UsedDocuments []UsedDocument
// TokenStats contains token usage statistics.
TokenStats TokenStats
// Truncated indicates whether some documents were dropped.
Truncated bool
}
PackedResult contains the result of packing documents.
type Packer ¶
type Packer struct {
// contains filtered or unexported fields
}
Packer packs documents into a context window within token limits.
func (*Packer) Pack ¶
Pack packs documents into a context string within token limits. Documents are packed atomically - either fully included or dropped.
func (*Packer) PackScored ¶
func (p *Packer) PackScored(ctx context.Context, docs []schema.ScoredDocument) (PackedResult, error)
PackScored packs ScoredDocuments using their scores for importance ordering.
func (*Packer) PackWithScores ¶
func (p *Packer) PackWithScores(ctx context.Context, docs []schema.Document, scores []float64) (PackedResult, error)
PackWithScores packs documents with optional scores for importance ordering. If scores is nil or empty, the default strategy ordering is used.
type PackingStrategy ¶
type PackingStrategy interface {
// Name returns the strategy name for logging and debugging.
Name() string
// Order returns documents in the order they should be packed.
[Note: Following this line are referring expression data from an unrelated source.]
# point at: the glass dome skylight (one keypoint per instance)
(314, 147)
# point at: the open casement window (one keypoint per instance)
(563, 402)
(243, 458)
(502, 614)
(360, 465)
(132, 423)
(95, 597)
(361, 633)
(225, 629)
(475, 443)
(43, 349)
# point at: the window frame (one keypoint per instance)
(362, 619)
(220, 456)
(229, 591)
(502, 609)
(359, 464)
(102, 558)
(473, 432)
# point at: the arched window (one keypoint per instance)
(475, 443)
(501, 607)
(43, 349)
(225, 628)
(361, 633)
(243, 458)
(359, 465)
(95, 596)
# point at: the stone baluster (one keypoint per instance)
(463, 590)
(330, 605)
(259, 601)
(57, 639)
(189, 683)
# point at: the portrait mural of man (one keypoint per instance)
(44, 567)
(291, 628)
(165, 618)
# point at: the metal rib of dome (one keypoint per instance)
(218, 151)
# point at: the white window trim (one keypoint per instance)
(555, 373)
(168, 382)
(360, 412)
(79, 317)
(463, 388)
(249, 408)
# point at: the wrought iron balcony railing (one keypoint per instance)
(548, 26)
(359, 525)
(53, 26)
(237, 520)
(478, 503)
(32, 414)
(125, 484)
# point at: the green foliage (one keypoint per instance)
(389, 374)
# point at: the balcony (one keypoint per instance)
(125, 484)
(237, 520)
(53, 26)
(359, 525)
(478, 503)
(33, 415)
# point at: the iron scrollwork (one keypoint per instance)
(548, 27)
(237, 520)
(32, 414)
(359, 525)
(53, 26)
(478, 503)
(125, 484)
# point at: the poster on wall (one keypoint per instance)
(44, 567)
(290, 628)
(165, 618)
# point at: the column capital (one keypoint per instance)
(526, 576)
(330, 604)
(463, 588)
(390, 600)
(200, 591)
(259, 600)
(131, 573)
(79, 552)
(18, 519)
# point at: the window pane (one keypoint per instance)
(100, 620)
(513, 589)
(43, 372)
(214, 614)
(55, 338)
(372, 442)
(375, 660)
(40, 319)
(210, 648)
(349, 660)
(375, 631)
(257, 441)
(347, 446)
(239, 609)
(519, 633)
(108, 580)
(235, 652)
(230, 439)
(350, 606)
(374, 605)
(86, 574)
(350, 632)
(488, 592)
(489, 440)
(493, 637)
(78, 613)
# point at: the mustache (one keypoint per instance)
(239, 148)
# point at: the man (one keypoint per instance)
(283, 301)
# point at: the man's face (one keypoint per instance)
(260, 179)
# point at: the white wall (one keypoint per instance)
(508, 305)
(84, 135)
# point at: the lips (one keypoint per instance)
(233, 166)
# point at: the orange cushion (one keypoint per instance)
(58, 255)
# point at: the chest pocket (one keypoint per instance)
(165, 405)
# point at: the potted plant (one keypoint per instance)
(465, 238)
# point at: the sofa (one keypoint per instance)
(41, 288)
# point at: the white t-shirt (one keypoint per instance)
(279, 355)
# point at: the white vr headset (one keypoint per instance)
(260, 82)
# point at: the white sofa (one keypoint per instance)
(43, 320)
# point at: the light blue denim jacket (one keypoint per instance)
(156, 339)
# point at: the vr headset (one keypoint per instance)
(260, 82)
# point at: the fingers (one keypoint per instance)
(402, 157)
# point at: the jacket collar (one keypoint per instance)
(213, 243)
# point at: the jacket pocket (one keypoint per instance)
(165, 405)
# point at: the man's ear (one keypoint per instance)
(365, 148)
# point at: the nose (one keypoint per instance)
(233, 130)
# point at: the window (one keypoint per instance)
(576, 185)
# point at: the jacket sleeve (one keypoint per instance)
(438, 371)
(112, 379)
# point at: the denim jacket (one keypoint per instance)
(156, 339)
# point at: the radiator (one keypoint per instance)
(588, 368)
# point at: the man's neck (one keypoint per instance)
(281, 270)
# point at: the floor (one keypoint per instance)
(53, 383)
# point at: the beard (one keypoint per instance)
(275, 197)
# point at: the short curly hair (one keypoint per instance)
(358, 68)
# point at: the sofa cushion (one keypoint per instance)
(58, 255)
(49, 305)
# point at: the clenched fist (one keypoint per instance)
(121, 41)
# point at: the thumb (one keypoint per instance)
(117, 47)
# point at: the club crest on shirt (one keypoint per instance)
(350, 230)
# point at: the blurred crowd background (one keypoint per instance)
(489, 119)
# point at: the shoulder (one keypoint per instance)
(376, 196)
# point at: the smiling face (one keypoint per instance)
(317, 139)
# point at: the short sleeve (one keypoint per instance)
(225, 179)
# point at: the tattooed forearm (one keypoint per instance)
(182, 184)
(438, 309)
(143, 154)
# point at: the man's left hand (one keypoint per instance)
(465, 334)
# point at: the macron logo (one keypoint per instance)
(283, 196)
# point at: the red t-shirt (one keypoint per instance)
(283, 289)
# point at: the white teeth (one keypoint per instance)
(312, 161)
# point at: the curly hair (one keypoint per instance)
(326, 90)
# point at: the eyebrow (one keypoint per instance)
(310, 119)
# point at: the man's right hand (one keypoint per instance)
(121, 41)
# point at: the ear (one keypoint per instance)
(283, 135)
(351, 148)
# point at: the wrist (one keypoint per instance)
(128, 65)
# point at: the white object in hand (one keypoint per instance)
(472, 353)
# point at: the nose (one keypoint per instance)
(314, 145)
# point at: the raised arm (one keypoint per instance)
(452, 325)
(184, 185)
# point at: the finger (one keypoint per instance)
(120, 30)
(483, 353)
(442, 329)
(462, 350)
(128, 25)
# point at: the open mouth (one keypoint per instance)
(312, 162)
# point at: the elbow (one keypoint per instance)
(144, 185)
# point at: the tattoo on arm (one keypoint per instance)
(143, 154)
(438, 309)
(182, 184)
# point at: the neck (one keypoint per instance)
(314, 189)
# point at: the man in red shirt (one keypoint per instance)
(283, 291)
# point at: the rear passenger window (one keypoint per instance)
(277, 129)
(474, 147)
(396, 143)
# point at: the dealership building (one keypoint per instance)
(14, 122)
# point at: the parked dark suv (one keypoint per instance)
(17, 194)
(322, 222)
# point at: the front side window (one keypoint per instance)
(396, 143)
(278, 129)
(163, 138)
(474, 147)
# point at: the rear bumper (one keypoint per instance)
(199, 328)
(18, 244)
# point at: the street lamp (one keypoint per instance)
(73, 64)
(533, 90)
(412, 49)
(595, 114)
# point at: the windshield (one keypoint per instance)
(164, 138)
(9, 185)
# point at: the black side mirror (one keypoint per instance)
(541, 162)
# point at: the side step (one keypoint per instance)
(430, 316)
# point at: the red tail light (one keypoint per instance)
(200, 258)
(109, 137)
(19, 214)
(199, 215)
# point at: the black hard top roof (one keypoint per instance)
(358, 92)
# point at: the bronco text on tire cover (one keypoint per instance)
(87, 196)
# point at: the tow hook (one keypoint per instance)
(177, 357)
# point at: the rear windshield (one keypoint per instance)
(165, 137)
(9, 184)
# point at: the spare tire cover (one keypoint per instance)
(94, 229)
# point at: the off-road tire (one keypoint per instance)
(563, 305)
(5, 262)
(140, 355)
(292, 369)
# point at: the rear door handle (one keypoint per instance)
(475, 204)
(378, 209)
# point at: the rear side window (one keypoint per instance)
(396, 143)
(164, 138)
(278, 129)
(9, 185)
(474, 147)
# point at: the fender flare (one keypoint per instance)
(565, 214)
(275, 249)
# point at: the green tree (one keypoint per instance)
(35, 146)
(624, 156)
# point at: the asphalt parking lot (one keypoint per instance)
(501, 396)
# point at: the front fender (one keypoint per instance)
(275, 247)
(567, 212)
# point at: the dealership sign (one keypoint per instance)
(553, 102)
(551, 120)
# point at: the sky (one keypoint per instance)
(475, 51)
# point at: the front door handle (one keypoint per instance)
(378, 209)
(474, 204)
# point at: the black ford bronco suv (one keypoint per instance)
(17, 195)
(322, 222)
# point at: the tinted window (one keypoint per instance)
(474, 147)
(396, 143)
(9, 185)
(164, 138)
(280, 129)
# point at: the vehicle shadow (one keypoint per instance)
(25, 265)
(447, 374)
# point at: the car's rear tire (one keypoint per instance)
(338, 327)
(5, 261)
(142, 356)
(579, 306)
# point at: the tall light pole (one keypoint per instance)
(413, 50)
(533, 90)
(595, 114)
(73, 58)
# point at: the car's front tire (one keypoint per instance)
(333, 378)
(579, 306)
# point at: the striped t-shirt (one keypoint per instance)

Order(docs []schema.Document, scores []float64) []schema.Document
}
PackingStrategy defines how documents are ordered before packing.
type TokenStats ¶
type TokenStats struct {
// TotalTokens is the total tokens used in the packed content.
TotalTokens int
// MaxTokens is the maximum allowed tokens.
MaxTokens int
// DocumentsConsidered is the number of documents evaluated.
DocumentsConsidered int
// DocumentsPacked is the number of documents that fit.
DocumentsPacked int
}
TokenStats holds token usage statistics.